Julian told how his predecessor, David Howarth fought strongly against it and, even though the problem was highlighted by the government’s Work and Pensions Committee, Labour did nothing.

“It was a poor scheme,” he added, “and I am pleased that the Government has finally, after much effort, launched an independent review of the adequacy of LHA levels and increased the levels in Cambridge by four per cent - well above inflation. That is a start.”

Julian also told Parliament how houses in multiple occupation – HMOs -are an essential part of the housing mix in Cambridge.

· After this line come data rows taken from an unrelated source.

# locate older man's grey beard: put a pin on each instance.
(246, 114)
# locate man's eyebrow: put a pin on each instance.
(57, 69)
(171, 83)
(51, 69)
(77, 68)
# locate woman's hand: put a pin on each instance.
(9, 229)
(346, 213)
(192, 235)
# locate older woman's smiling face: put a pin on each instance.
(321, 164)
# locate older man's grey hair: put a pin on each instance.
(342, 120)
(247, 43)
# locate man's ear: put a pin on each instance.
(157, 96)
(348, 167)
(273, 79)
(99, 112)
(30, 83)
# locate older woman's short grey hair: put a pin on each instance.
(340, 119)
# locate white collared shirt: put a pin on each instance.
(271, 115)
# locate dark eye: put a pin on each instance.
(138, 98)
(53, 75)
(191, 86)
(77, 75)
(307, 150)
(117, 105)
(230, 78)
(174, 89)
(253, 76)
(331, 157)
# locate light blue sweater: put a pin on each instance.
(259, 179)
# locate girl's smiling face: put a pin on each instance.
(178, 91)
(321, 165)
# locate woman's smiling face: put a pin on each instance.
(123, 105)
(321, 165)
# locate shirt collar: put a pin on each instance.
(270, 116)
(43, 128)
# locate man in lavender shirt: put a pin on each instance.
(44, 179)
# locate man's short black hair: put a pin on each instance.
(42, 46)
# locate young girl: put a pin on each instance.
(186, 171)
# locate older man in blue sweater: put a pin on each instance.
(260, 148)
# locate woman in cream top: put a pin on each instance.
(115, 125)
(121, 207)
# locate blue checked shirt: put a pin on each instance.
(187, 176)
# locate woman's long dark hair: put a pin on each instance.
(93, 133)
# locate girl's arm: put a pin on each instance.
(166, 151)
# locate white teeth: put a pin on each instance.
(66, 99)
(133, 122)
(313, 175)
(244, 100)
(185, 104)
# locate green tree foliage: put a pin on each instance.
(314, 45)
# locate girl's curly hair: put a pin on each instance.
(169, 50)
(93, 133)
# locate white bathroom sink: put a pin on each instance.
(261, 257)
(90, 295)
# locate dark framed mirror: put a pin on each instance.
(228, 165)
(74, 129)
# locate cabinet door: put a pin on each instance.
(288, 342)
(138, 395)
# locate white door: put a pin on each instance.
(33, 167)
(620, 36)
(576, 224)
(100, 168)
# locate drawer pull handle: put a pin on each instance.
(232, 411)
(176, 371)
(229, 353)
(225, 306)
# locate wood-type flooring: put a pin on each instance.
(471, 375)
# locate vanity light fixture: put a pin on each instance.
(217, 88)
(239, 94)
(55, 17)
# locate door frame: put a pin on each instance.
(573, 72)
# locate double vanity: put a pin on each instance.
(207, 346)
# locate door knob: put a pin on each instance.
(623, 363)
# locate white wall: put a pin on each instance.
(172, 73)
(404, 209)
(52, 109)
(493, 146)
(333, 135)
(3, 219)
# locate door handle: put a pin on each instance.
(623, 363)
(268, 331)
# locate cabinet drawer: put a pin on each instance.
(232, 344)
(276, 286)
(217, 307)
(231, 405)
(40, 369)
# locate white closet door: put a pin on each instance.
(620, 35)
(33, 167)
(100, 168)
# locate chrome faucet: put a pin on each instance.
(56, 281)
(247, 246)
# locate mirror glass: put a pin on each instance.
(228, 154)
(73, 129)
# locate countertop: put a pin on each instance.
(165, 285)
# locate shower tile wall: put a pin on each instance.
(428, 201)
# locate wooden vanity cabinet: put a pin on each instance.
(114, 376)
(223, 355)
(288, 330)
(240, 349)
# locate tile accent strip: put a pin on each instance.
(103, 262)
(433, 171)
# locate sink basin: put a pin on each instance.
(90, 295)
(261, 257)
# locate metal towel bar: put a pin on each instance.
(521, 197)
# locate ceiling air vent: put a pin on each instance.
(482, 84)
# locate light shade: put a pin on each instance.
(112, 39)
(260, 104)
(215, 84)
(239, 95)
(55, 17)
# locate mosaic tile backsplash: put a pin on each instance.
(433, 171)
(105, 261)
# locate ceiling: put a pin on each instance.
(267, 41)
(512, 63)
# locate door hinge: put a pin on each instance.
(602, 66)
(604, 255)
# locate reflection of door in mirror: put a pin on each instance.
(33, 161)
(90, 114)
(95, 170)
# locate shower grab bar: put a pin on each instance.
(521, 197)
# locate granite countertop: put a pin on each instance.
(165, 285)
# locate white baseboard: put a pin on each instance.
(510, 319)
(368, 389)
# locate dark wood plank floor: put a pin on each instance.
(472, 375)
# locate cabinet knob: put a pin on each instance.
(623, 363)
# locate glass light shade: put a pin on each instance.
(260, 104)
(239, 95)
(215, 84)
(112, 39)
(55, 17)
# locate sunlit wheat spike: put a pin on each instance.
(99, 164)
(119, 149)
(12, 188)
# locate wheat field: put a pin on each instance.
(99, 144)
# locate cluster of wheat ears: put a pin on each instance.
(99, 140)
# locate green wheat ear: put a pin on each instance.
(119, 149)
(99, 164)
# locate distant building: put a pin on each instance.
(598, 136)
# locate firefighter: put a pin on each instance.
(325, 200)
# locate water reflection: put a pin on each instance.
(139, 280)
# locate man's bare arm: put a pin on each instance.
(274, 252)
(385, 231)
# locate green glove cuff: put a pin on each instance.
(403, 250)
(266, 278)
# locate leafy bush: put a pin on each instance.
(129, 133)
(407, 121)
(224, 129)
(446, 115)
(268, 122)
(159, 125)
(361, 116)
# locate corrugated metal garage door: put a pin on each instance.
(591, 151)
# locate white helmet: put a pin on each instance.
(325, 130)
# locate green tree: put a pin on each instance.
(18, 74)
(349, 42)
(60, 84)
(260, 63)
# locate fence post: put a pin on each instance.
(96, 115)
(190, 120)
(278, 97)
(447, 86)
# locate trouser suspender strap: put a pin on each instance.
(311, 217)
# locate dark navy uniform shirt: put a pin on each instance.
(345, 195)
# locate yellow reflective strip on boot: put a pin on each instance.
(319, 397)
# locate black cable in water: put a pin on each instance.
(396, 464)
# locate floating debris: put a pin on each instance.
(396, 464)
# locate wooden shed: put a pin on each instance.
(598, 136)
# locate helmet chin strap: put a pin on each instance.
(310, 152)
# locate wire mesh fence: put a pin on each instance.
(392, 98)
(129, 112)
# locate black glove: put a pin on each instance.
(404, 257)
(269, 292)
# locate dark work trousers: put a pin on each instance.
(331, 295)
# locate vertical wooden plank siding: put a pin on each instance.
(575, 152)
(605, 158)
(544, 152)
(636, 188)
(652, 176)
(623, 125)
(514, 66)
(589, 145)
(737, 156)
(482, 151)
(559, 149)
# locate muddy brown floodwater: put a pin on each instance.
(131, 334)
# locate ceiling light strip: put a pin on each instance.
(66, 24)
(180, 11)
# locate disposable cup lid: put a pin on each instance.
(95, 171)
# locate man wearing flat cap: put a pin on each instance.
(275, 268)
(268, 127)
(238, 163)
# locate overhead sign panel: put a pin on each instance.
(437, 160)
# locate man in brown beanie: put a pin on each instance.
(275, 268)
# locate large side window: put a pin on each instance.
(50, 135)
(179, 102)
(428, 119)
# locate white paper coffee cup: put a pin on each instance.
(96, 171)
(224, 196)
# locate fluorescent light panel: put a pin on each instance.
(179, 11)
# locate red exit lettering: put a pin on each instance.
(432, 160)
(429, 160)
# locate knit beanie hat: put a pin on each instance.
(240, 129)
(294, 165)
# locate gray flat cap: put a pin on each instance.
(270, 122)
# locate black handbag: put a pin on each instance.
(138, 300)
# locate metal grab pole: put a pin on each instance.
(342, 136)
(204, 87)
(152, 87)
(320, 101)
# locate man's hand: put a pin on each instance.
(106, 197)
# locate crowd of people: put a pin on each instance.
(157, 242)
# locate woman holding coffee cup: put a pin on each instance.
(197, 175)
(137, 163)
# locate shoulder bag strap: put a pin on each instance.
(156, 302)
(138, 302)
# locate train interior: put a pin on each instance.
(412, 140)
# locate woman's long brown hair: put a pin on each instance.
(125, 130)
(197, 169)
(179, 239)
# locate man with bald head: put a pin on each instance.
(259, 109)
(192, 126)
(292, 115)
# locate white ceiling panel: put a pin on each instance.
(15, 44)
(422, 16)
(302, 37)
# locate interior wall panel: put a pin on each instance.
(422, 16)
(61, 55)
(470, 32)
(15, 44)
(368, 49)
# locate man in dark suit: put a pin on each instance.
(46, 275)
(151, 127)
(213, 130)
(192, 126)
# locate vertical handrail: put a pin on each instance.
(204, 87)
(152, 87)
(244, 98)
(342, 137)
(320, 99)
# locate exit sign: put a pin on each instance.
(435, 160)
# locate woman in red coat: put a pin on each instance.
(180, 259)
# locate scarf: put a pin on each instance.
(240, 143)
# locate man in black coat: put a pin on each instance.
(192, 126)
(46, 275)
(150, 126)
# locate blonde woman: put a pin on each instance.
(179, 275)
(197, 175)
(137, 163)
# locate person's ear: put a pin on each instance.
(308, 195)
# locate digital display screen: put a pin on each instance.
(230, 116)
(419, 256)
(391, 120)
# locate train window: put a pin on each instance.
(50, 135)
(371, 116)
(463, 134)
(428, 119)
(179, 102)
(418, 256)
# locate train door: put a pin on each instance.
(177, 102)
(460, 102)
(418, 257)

“We rely on them to house people, and they do a good job,” he said. “Yet Labour councillors have proposed to cap the number of HMOs and change the definition to any house with three people from two unrelated groups. Driving younger people out of HMOs would simply slash the supply and make it even harder to house people in my constituency.”

Julian told how he hoped greater agreement could be reached between landlords and tenants to make it easier for people to have longer tenancies so they could “turn their houses into homes”.

“Another aspect that concerns me is the status of guarantors,” he said. “When they rent, many people are told to find a guarantor who will apparently underwrite the cost of their rent.

“I am aware of cases in Cambridge where people whose parents live in Scotland have been told, rather bizarrely, that a guarantee from somebody in Scotland is not acceptable because it may not be legally binding. There are a number of students from Scotland who should certainly be able to rent places in Cambridge.”

And Julian told how letting agents should be banned from charging exorbitant fees to tenants. He cited a report from Shelter that said the fees were out of proportion for many of the nine million people who rent.

“There is such an imbalance in power between the tenant and the landlord,” he said.